金銀交換レートの問題に挑むが激しい抵抗に遭う

 大岡は江戸の経済問題に奮闘する。当時は質素倹約令のために江戸の経済は冷え込んでいた。そこで両国橋のたもとの人通りの多い場所に娯楽施設や飲食店の出店を促し、後に盛り場へと発展する。また大工への仕事の発注も奨励し、旅行を自粛していた者達に家族での外出を促す。このように景気刺激策を取ったものの、米価安の諸色高は解決出来ないでいた。

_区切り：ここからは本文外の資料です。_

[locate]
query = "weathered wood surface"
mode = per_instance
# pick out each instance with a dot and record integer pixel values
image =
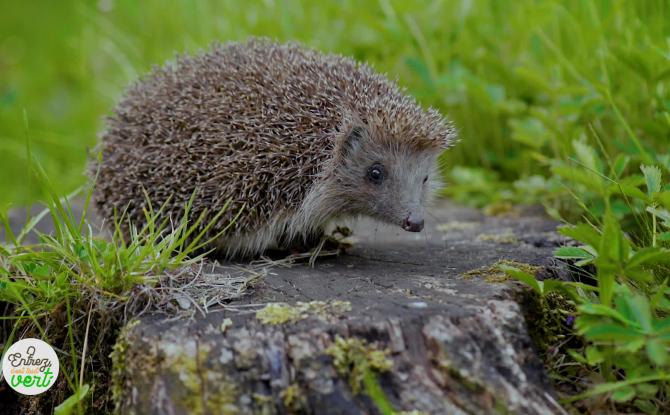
(458, 344)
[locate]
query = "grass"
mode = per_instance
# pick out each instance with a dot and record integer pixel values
(77, 288)
(563, 103)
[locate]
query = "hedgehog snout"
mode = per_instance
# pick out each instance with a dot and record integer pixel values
(412, 223)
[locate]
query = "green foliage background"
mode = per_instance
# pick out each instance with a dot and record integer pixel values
(521, 79)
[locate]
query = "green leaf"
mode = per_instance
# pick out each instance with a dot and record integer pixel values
(620, 164)
(587, 156)
(523, 276)
(657, 351)
(610, 332)
(624, 394)
(67, 406)
(583, 233)
(639, 306)
(647, 256)
(652, 177)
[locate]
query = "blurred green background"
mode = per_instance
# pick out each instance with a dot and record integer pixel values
(527, 82)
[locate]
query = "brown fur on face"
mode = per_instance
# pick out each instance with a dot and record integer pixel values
(265, 125)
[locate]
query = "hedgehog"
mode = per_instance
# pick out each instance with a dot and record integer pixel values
(285, 138)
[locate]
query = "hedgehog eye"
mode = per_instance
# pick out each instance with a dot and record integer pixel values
(376, 173)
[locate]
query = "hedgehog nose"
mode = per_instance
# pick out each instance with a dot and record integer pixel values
(411, 224)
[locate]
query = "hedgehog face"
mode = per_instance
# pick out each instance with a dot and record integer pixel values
(386, 180)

 そもそも諸色高になるのは大坂から運ばれてくる商品の価格が高いことに理由があった。そしてその背景には金貨と銀貨の交換レートの問題もあった。江戸で大坂の商品を仕入れるためには金貨を銀貨に交換する必要があり、幕府はその交換レートを金1両に対して銀60匁と定めていた。しかし実際には巷では変動相場で交換されており、享保時代にこの相場が崩れて金1両が銀40匁台という強烈な金安銀高が発生、それがさらに江戸の物価を押し上げることとなった。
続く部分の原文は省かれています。